Die folgend angeführten bestehenden Beschreibungen der "Hülsenbeckschen Kinder" sollen auf die Begriffe aufmerksam machen, die nach der verborgengeometrischen Analyse jenes Bildes erneut besprochen werden sollen. (Die vom Autor unterstrichenen Begriffe sind damit gemeint. In eckigen Klammern werden die Zusätze des Autors gegeben.)

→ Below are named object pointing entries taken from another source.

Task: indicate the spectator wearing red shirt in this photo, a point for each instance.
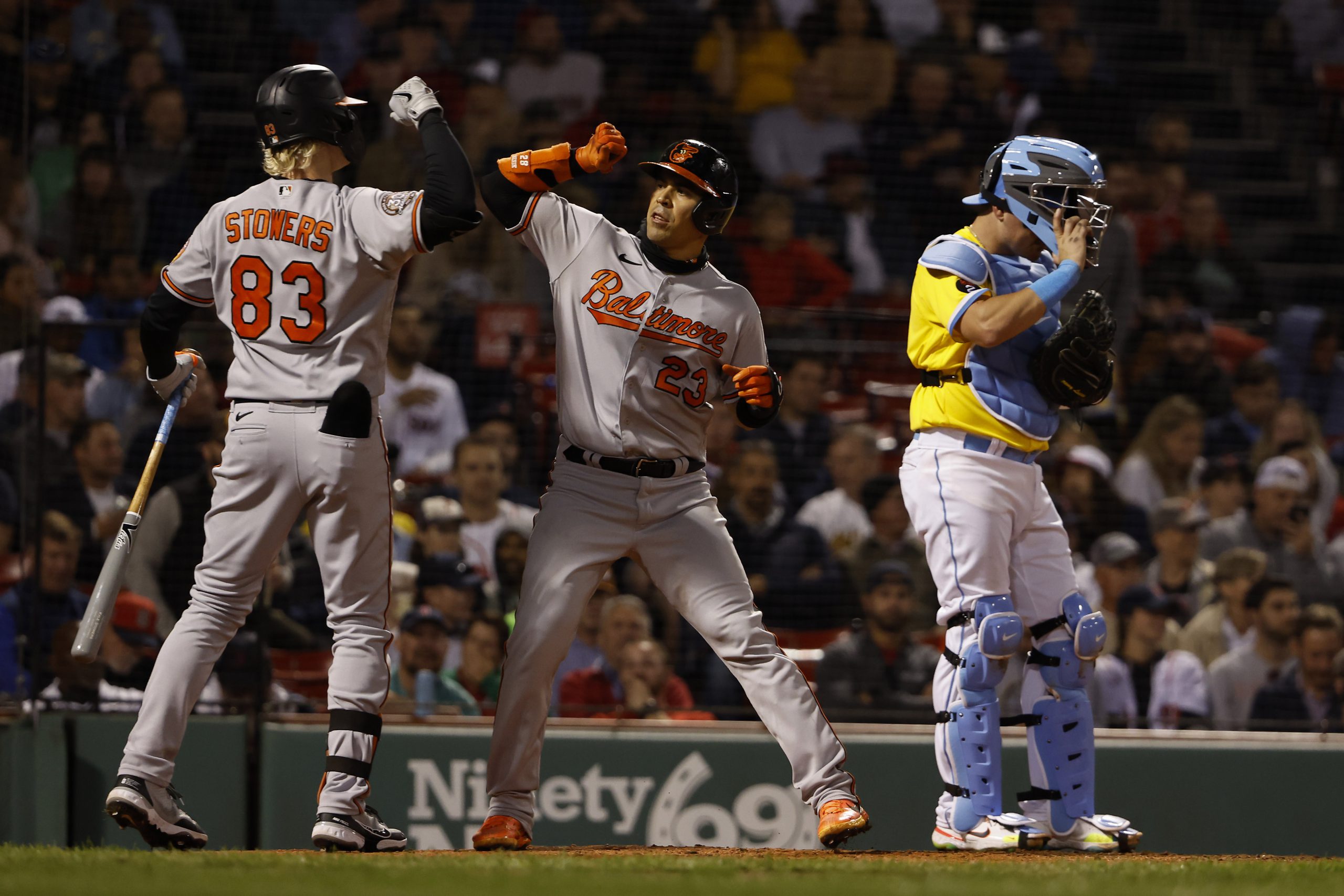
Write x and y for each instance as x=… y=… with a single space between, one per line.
x=783 y=270
x=649 y=688
x=625 y=620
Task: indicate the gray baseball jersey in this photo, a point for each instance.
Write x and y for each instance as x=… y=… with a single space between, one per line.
x=303 y=273
x=640 y=354
x=639 y=364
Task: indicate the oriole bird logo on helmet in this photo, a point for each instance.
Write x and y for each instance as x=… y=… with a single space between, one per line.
x=709 y=172
x=682 y=152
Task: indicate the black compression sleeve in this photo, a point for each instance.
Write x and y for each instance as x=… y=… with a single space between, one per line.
x=754 y=417
x=506 y=199
x=449 y=205
x=159 y=328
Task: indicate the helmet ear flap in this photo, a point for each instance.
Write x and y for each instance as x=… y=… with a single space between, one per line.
x=709 y=218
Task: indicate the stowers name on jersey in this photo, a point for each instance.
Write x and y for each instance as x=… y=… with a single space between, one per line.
x=612 y=309
x=279 y=224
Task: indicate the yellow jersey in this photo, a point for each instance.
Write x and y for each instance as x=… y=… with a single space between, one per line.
x=939 y=299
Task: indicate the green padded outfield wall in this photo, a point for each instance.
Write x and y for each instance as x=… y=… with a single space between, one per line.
x=53 y=781
x=733 y=789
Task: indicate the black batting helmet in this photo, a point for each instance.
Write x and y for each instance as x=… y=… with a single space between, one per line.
x=707 y=171
x=307 y=102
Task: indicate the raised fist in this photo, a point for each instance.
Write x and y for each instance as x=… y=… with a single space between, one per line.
x=412 y=101
x=187 y=363
x=604 y=150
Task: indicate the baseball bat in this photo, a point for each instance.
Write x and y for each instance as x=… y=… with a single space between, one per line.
x=114 y=567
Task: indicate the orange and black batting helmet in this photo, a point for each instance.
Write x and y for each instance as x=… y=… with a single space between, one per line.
x=710 y=174
x=308 y=102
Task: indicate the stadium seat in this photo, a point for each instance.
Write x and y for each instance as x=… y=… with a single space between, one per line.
x=805 y=645
x=304 y=672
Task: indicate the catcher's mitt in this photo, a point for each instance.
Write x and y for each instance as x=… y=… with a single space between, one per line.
x=1074 y=367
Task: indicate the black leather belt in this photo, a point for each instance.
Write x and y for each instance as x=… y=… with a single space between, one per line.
x=279 y=400
x=632 y=465
x=936 y=379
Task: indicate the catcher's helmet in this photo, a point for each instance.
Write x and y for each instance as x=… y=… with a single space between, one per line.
x=709 y=172
x=307 y=102
x=1033 y=176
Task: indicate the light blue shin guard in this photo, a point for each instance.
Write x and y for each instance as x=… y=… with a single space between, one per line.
x=1064 y=735
x=973 y=721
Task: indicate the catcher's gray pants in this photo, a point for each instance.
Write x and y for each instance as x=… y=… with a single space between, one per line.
x=589 y=519
x=277 y=467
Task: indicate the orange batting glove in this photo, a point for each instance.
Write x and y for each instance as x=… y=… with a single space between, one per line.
x=604 y=150
x=753 y=385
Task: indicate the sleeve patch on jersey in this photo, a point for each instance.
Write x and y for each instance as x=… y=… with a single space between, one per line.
x=397 y=203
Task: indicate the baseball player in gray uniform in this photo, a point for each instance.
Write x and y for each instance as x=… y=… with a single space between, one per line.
x=648 y=338
x=303 y=273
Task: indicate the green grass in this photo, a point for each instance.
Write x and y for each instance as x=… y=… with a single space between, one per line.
x=37 y=870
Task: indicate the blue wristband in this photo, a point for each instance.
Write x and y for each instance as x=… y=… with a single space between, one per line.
x=1053 y=287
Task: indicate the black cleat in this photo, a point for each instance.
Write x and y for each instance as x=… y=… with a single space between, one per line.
x=155 y=812
x=362 y=833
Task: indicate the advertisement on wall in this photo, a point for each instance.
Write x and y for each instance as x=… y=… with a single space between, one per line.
x=635 y=787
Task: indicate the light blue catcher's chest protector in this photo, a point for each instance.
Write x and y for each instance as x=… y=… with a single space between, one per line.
x=1000 y=376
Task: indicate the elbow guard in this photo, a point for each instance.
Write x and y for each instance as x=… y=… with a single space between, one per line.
x=538 y=171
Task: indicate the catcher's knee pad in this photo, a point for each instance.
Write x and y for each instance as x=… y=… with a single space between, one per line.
x=1061 y=729
x=1086 y=626
x=976 y=743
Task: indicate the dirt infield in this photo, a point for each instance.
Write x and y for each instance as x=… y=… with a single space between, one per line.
x=910 y=856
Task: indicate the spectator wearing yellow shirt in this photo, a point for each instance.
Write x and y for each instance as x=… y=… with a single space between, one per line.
x=749 y=57
x=858 y=61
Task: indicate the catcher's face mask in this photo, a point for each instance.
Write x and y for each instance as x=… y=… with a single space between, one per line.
x=1077 y=202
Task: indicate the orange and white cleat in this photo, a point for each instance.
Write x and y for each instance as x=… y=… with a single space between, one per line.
x=841 y=820
x=500 y=832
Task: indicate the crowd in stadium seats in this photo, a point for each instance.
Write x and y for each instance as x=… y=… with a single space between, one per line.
x=1202 y=499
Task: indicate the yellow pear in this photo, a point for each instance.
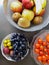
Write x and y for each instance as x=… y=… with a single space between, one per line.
x=43 y=3
x=38 y=6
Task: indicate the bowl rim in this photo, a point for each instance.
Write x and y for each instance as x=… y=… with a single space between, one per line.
x=32 y=46
x=5 y=56
x=31 y=29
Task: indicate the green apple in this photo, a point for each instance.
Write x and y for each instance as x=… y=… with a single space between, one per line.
x=28 y=14
x=43 y=3
x=38 y=6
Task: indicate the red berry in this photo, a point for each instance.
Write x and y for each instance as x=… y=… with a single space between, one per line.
x=44 y=43
x=47 y=57
x=11 y=53
x=39 y=58
x=48 y=46
x=41 y=48
x=41 y=53
x=44 y=58
x=48 y=61
x=37 y=45
x=46 y=50
x=37 y=51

Paul Ferdinand Schmidt "Philipp Otto Runge", 1923:
Schmidt meint, dass Runges ">Tageszeiten< mit ihren Ablegern [etwa den Illustrationen zu Tiecks Minneliedern] wirklich die Sichtbarmachung der romantischen Weltanschauung darstellen." [1]
Christian Adolf Isermever "Philipp Otto Runge", 1940:
" >Schrecklich< klagte er [Runge], >wenn die Leute verlangen, ich soll ihnen die Gedanken bei jedem einzelnen Ding darin [in seinen Radierungen der "Tages-Zeiten"] sagen<, denn >wenn eine Darstellung aus noch so vielerlei Gegenständen zusammengesetzt werden kann, so ist die eigentliche Totalform doch ein Gewächs<." [2]
">Das, was ich die Kunst nenne<, erläutert er [Runge] seinem Vater, >ist so beschaffen, daß, wenn es den Leuten nur so eben geradezu gesagt würde, es niemand verstände, und sie mich für rasend, verrückt oder albern erklären würden<. Und an Tieck schreibt er: >Es muß in der Welt eine große Konfusion machen [...], wenn einer das Höchste ausspricht: der Same findet keinen Grund und geht nicht auf<." [3]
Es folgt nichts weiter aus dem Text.